Your final example has the same problem as the first. When var
is initialized, 0
(an int
prvalue) does not refer to a real object, so you can't just bind a reference var.first
to it. 0
is materialized into a temporary object, var.first
is made to refer to that object, and then the temporary is destroyed. var.first
is now dangling and you cannot do anything with it, so the rest of the code is UB and there's not much point in figuring out what is going wrong "under the hood" (though it certainly seems interesting).

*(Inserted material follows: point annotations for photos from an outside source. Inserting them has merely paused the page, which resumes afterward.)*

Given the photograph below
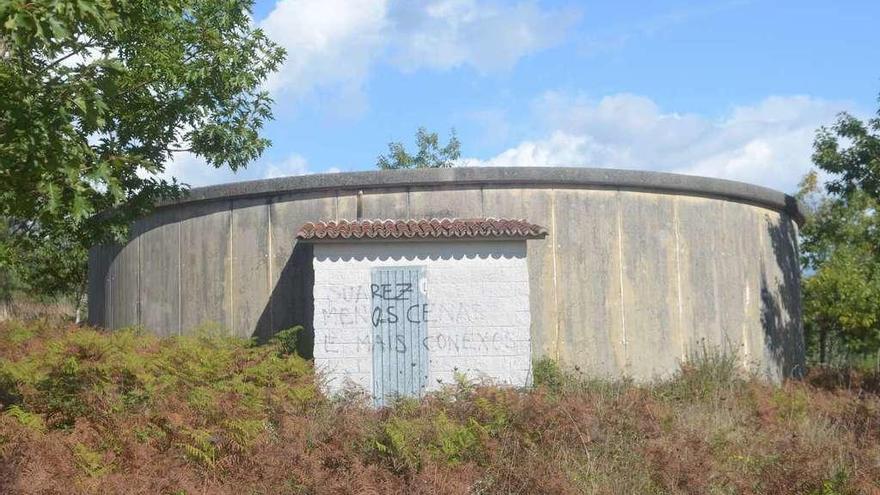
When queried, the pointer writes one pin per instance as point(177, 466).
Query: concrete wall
point(639, 271)
point(477, 317)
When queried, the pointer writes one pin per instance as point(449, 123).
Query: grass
point(90, 412)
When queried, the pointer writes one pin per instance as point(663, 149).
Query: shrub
point(92, 412)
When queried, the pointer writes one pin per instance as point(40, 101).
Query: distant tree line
point(840, 244)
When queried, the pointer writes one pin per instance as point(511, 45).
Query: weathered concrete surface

In fact, it is so useless to initialize a reference member from a temporary like this that the initialization of var
is illegal (should be a "hard" compile error) as of Defect Report 1696. (But old compilers may accept it, or even current ones may (incorrectly) demote it to a warning.)
Now, if you really really want to construct the vector<int>
"directly" inside the pair
without calling its move constructor, you can do something like this where you create a object that suspends the construction of the vector<int>
until the moment that the field of the pair
is constructed.
template<typename F>
struct initializing {
F self;
initializing(F self) : self(std::move(self)) { }
operator decltype(auto)() { return self(); }
};
and now say
pair<vector<int>, int> a(
initializing([]() -> vector<int> {
vector<int> b{1};
cout << &b << ' ' << b[0] << '\n';
return b;
}), 0);
Now, the lambda is a prvalue of an anonymous closure type. It materializes into a temporary object, and a initializing<that_anonymous_type>
prvalue is produced by passing a reference to that temporary to initializing
's constructor. Now, that prvalue is also materialized into a temporary, which calls the constructor and constructs the self
field of the initializing
by calling the closure type's move constructor (in this case a no-op) with the reference to the temporary closure type object. Then the reference to that temporary initializing
object is passed to pair
's constructor, which constructs a vector<int>
out of the initializing
. This calls the conversion function defined in initializing
with the result object set to the uninitialized field of the pair. The conversion function then calls the lambda with the result object also set to the field of the pair. The lambda then initializes that result object (first element of the pair) directly by moving b
at the return
(or, when NRVO is applied, b
becomes a name for the result object/first element of the pair and is initialized at the top of the lambda). This way, no vector
constructors is called except for the one or two "visibly" written in the lambda, and the addresses of b
and a.first
will be the same if NRVO is applied. A slightly more dangerous version is
template<typename F>
struct initializing {
F &&self;
initializing(F &&self) : self(std::forward<F>(self)) { }
operator decltype(auto)() { return std::forward<F>(self)(); }
};
which also eliminates the move of object materialized from the lambda.